Fish farm owners search for a cost-effective, easy to use, and available food that is preferred by the fish. From cysts, brine shrimp nauplii can readily be used to feed fish and crustacean larvae just after a one-day incubation. Instar I (the nauplii that just hatched and with large yolk reserves in their body) and instar II nauplii (the nauplii after first moult and with functional digestive tracts) are more widely used in aquaculture, because they are easy for operation, rich in nutrients, and small, which makes them suitable for feeding fish and crustacean larvae live or after drying.

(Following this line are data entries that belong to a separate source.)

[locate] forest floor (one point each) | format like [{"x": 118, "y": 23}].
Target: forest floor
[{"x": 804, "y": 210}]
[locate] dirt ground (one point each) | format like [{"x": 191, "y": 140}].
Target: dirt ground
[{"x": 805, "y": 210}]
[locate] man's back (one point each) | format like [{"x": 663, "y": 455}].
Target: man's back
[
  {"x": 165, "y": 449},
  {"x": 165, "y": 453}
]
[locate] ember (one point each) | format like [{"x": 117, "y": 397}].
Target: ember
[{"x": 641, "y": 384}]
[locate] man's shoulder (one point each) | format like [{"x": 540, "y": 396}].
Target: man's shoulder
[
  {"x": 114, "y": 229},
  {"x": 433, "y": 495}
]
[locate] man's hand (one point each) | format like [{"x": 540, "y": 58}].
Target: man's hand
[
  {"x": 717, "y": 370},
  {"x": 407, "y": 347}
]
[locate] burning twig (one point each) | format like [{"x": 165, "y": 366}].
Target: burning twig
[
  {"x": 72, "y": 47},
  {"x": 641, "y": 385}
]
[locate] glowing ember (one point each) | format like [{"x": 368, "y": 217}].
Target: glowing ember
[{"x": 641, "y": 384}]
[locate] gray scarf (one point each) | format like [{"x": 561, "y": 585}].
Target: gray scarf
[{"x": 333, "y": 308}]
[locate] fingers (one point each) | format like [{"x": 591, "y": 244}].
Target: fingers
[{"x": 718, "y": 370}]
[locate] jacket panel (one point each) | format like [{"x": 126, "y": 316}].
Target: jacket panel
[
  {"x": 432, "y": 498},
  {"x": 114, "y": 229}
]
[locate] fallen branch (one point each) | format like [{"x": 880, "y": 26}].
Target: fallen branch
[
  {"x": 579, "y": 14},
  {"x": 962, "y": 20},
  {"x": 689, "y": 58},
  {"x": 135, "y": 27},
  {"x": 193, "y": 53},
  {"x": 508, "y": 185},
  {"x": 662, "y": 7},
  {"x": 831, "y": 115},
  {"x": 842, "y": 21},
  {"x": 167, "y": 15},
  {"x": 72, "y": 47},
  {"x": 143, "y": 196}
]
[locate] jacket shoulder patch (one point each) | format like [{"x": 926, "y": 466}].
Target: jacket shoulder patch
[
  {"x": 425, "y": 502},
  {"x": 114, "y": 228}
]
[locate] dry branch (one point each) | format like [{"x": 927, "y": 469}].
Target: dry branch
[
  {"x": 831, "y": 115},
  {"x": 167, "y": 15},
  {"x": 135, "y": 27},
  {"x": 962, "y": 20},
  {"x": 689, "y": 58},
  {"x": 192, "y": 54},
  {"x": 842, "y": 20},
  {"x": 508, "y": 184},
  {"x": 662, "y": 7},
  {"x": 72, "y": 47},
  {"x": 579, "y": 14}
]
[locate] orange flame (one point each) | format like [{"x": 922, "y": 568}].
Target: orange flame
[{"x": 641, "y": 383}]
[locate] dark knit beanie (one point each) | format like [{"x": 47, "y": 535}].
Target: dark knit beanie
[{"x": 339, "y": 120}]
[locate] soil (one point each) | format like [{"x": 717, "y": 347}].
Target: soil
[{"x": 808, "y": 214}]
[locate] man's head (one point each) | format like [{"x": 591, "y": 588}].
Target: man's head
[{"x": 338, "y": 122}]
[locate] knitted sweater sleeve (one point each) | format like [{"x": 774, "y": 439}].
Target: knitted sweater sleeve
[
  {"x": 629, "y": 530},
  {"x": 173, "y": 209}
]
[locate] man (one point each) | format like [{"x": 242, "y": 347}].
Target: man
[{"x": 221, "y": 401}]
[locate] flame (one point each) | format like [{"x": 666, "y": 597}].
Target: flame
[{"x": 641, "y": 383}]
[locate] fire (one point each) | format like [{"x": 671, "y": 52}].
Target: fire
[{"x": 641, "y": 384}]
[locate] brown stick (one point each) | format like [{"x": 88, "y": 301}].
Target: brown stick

Artemia found favor as a model organism for use in toxicological assays, despite the recognition that it is too robust an organism to be a sensitive indicator species.[24]
In pollution research Artemia, the brine shrimp, has had extensive use as a test organism and in some circumstances is an acceptable alternative to the toxicity testing of mammals in the laboratory.[25] The fact that millions of brine shrimp are so easily reared has been an important help in assessing the effects of a large number of environmental pollutants on the shrimps under well controlled experimental conditions.
Overall, brine shrimp are abundant, but some populations and localized species do face threats, especially from habitat loss to introduced species. For example, A. franciscana of the Americas has been widely introduced to places outside its native range and is often able to outcompete local species, such as A. salina in the Mediterranean region.[26] [27]
Among the highly localized species are A. urmiana from Lake Urmia in Iran. Once abundant, the species has drastically declined due to drought, leading to fears that it was almost extinct.[28] However, a second population of this species has recently been discovered in the Koyashskoye Salt Lake, Ukraine.[29]
A. monica, the species commonly known as Mono Lake brine shrimp, can be found in Mono Lake, Mono County, California. In 1987, Dennis D. Murphy from Stanford University petitioned the United States Fish and Wildlife Service to add A. monica to the endangered species list under the Endangered Species Act (1973). The diversion of water by the Los Angeles Department of Water and Power resulted in rising salinity and concentration of sodium hydroxide in Mono Lake. Despite the presence of trillions of brine shrimp in the lake, the petition contended that the increase in pH would endanger them. The threat to the lake's water levels was addressed by a revision to California State Water Resources Control Board's policy, and the US Fish and Wildlife Service found on 7 September 1995 that the Mono Lake brine shrimp did not warrant listing.[30]
Scientists have taken the eggs of brine shrimp to outer space to test the impact of radiation on life. Brine shrimp cysts were flown on the U.S. Biosatellite 2, Apollo 16, and Apollo 17 missions, and on the Russian Bion-3 (Cosmos 782), Bion-5 (Cosmos 1129), Foton 10, and Foton 11 flights. Some of the Russian flights carried European Space Agency experiments.
On Apollo 16 and Apollo 17, the cysts traveled to the Moon and back. Cosmic rays that passed through an egg would be detected on the photographic film in its container. Some eggs were kept on Earth as experimental controls as part of the tests. Also, as the take-off in a spacecraft involves a lot of shaking and acceleration, one control group of egg cysts was accelerated to seven times the force of gravity and vibrated mechanically from side to side for several minutes so that they could experience the same violence of a rocket take-off.[31] About 400 eggs were in each experimental group. All the egg cysts from the experiment were then placed in salt water to hatch under optimum conditions. The results showed A. salina eggs are highly sensitive to cosmic radiation; 90% of the embryos induced to develop from hit eggs died at different developmental stages.[32]